Я смотрю на него, стоящего на моей кухне, высокого, с отведенными назад плечами, тихонько насвистывающего про себя, пока он выкладывает бекон и яйца на блюдо, на котором уже лежит массивная стопка тонких блинчиков, пахнущих раем.
"Должен сказать тебе, Хейс", - говорит он, выкладывая на тарелку последнее яйцо. "Я чувствую твои глаза на себе, как рентген, так что если ты пытаешься деликатно пялиться на мою задницу, то у меня для тебя есть новости: это не так".
Тепло заливает мои щеки. Я прочищаю горло. "Тебе нужно пойти домой и поспать".
"А ты должен отдыхать в постели", - говорит он, одаривая меня одной из тех головокружительных улыбок, от которых мне хочется прижаться к его рту. "Но ты не всегда можешь получить то, что хочешь".
"Не начинай петь".
Улыбка становится глубже. "Кто, я?"
Я смотрю на него, пока он находит лазейку и начинает напевать песню Rolling Stones, изо всех сил пытаясь найти способ заставить его уйти, не отпугнув его навсегда. Что я скажу? Привет, Оливер. Не против подождать, пока я выясню, смогу ли я быть с тобой без ощущения, что мое сердце вырывается из груди? Смогу ли я любить тебя так, как ты того заслуживаешь, достоин ли я даже просить тебя обо всем, чего хочу?

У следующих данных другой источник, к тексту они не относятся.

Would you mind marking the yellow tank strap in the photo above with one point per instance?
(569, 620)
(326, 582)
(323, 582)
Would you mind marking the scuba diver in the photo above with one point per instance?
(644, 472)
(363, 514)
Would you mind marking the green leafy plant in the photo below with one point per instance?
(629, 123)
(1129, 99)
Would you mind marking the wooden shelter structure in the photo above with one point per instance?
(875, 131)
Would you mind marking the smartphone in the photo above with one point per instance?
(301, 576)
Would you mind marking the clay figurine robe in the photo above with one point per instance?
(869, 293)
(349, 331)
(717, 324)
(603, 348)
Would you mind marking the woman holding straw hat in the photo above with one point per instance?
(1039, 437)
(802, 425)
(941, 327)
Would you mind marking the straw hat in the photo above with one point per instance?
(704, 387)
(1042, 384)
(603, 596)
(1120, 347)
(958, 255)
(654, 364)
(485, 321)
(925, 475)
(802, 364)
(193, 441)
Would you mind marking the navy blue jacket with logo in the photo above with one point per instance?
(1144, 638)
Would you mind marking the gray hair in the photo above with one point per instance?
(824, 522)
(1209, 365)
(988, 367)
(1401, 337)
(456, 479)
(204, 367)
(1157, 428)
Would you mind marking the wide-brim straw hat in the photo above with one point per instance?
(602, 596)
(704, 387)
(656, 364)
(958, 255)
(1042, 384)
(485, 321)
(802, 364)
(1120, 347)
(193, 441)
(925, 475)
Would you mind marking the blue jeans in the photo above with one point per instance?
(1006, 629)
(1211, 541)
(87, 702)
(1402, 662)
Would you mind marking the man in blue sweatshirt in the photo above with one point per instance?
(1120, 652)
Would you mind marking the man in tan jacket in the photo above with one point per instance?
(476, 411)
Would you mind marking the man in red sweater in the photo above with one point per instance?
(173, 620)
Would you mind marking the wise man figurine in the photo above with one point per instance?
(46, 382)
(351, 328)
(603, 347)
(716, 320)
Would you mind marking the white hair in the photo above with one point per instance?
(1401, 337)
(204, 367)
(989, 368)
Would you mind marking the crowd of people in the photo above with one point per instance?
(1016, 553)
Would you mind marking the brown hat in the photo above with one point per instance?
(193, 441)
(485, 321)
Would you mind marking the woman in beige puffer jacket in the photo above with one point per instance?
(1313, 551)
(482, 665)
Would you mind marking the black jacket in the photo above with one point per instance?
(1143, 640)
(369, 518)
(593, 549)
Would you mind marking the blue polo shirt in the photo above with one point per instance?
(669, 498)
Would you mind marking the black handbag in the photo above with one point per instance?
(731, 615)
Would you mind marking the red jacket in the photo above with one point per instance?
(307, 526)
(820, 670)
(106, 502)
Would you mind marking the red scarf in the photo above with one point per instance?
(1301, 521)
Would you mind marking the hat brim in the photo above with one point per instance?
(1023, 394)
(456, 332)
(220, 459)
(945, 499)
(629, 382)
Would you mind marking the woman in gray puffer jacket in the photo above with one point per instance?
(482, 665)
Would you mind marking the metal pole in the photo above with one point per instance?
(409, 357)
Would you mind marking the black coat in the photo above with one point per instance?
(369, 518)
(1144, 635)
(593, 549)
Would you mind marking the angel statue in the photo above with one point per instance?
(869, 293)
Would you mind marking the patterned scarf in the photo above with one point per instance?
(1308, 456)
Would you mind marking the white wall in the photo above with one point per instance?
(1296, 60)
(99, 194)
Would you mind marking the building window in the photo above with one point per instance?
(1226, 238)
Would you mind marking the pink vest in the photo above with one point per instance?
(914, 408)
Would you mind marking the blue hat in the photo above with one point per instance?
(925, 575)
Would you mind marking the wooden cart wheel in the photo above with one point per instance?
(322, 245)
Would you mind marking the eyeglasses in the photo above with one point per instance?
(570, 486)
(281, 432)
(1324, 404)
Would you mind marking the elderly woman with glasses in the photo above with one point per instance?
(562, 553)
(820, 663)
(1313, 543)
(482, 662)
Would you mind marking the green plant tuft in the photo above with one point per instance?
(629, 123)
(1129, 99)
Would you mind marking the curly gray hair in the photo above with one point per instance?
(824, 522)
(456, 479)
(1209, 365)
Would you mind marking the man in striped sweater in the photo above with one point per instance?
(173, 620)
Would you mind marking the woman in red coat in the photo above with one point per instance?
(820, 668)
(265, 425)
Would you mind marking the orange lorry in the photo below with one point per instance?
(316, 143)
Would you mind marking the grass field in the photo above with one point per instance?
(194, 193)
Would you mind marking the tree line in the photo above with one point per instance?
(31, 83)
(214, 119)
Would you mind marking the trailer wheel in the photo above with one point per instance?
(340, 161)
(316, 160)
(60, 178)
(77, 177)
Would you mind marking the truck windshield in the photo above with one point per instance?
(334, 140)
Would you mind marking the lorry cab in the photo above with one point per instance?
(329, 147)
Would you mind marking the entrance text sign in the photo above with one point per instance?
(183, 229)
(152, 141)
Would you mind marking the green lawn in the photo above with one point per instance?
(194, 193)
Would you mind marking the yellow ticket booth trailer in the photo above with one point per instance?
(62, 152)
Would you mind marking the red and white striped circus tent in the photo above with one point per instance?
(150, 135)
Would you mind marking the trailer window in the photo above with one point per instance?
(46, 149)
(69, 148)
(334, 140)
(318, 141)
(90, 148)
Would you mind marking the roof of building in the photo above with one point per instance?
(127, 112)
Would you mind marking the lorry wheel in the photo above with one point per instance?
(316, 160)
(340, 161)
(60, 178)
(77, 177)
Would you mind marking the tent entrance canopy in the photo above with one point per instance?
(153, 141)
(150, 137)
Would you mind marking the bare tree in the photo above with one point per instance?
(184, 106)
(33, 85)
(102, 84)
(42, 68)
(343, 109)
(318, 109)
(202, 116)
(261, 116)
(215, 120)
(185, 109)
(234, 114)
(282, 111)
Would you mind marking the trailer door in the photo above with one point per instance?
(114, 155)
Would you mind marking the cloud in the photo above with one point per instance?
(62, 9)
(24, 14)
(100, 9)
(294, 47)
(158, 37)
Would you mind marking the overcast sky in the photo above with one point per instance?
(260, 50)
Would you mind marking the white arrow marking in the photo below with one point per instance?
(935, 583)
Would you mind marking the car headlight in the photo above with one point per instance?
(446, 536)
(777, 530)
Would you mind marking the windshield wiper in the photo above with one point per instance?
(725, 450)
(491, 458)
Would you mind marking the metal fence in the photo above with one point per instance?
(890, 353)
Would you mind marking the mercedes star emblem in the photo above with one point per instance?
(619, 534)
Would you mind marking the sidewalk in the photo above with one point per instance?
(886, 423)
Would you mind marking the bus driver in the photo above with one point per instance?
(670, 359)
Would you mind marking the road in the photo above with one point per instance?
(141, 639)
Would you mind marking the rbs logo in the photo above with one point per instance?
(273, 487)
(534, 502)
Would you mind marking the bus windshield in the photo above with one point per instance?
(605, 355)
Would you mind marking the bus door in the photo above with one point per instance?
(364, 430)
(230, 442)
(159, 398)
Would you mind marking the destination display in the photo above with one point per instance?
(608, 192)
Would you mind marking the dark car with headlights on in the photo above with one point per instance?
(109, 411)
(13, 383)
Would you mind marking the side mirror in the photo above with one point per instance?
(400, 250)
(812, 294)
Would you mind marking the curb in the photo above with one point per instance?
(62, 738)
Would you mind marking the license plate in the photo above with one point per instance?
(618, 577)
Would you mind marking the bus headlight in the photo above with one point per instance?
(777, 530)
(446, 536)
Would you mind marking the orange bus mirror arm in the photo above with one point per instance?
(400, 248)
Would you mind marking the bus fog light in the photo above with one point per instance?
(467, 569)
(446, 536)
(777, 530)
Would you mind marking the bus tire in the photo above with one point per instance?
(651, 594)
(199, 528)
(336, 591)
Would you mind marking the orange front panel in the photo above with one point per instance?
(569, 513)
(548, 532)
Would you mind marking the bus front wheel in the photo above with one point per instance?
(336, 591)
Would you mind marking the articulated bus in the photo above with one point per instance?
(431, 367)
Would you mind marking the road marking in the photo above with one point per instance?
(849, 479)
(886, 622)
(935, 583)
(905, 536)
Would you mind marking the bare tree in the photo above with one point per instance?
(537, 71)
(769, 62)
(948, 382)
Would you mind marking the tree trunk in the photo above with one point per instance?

Но Оливер держит мой взгляд с той же спокойной, уверенной уверенностью, которая была у него в первый раз, когда он сорвал с меня одежду и заставил меня раздеться, когда он вошел сегодня вечером с полными руками еды, посмотрел в мои глаза и сказал мне своим телом и прикосновением, что он не всегда такой покладистый человек, каким часто кажется.
"Я собирался принести тебе завтрак на ужин в постель, но вот ты здесь, так что давай поедим на улице", - говорит Оливер, указывая на мой обеденный стол на улице.